As time passed, however, other buildings were erected on the sites of the old, and more people arrived to work in the docks, the market, and on the railways. The tene¬ments of the White refugees were vacated and non-Whites took over. Europeans now moved in large numbers from District Six, following the transfer of capital to the Rand, where large industrial projects were afoot, and unemployment became rife in Cape Town after the boom period of the war.
The position became so serious that Coloured unemployed set out on what was known rather oddly, as the “Unemployed Strikers’ March”. This started in District Six. Shops were broken into and desperate and hungry people helped themselves to foodstuffs and to whatever goods they could lay their hands on.
One section of the White population which did not move in any appreciable numbers till the early 1920’s was the Jewish community, which has left its very individual mark on the character of the area. A Hebrew school and a synagogue were situated in Constitution Street, and a large building in Chapel Street housed aged Jews. These orthodox residents, on their Sabbath, called on the children of the neighbourhood to light their paraffin-stoves and to make purchases at a popular general store standing at the corner of Selkirk and Sydney streets and known simply, as “Rhodes”.

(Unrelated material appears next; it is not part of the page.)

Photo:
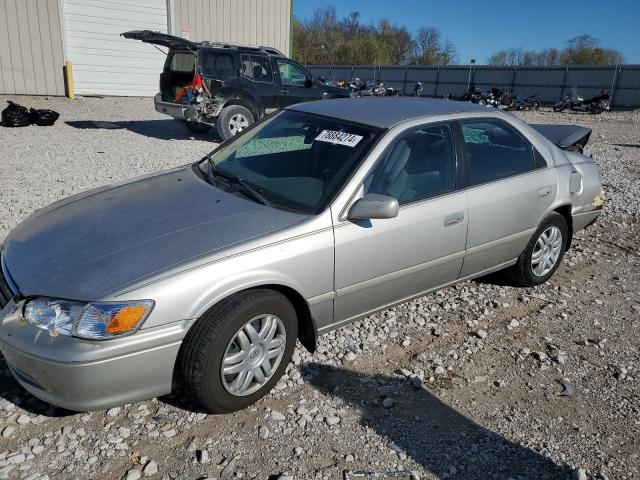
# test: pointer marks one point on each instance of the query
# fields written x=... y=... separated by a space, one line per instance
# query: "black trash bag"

District Six is essentially historical Cape Town. Already much of its character has been lost by demolition necessitated by the building of the Eastern Boulevard. The slum clearance programme of the Cape Town City Council has also relieved much congestion, and thousands of people who had their roots deep in the District have, in recent years, been re-housed, on the Cape Flats, in areas such as Bonteheuwel, Heideveld and Lavistown. (Bishoplavis)

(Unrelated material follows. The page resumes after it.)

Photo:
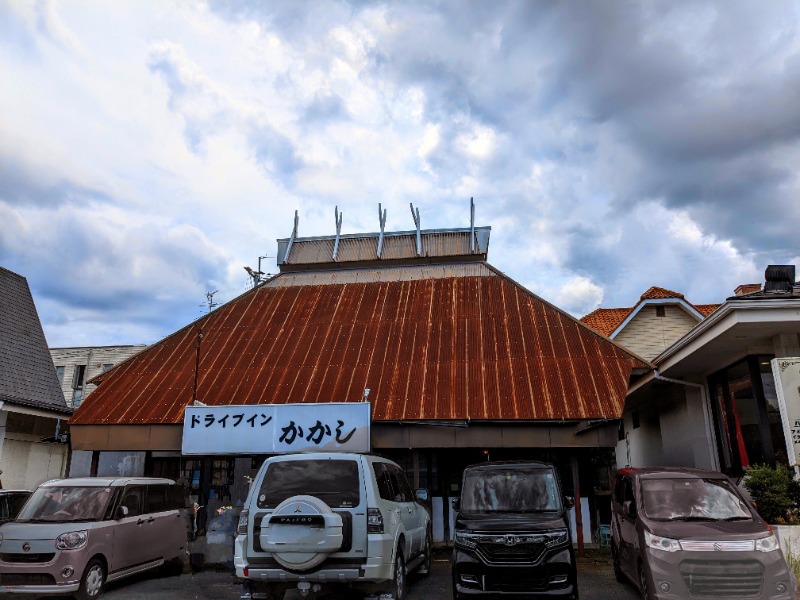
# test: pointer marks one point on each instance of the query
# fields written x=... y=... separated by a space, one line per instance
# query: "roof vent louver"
x=779 y=279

For at least a quarter of a century there has been talk that this cosmopolitan area would disappear in a new Cape Town. One anonymous prophet of 1940 wrote in a non-White newspaper:
Alas poor District Six! They are planning your downfall. They wish to make an end to the live, throbbing area. They are making Darling Street a dagger pointed straight at your heart. What will I find if, in another life, I re-visit the old district? Will it be an extended Darling Street opening up a glorious vista of Devil’s Peak? Will sleek cars roll up and down a road flanked by select private flats like those on De Waal Drive; will White residences spread abroad interspersed with imposing commercial houses and factories?Will the Hanover Street municipal wash houses become a sub-station, the Hyman Liberman Institute an exclusive lecture room, and the new Trafalgar Park swimming bath-duly disinfected-a White resort?
And if I should inquire of a wayfarer what had become of those Coloured people of District Six who were as truly a part of the city as is Table Mountain, he would reply: “Oh, they take a train to Mowbray and then a bus to the Cape Flats …”
District Six needs no prophet now to foretell its fate. The die has been cast. Its death is certain. And its end will deprive the Mother City of a richness and warmth that most cities in South Africa, and the world in general, so sorely need.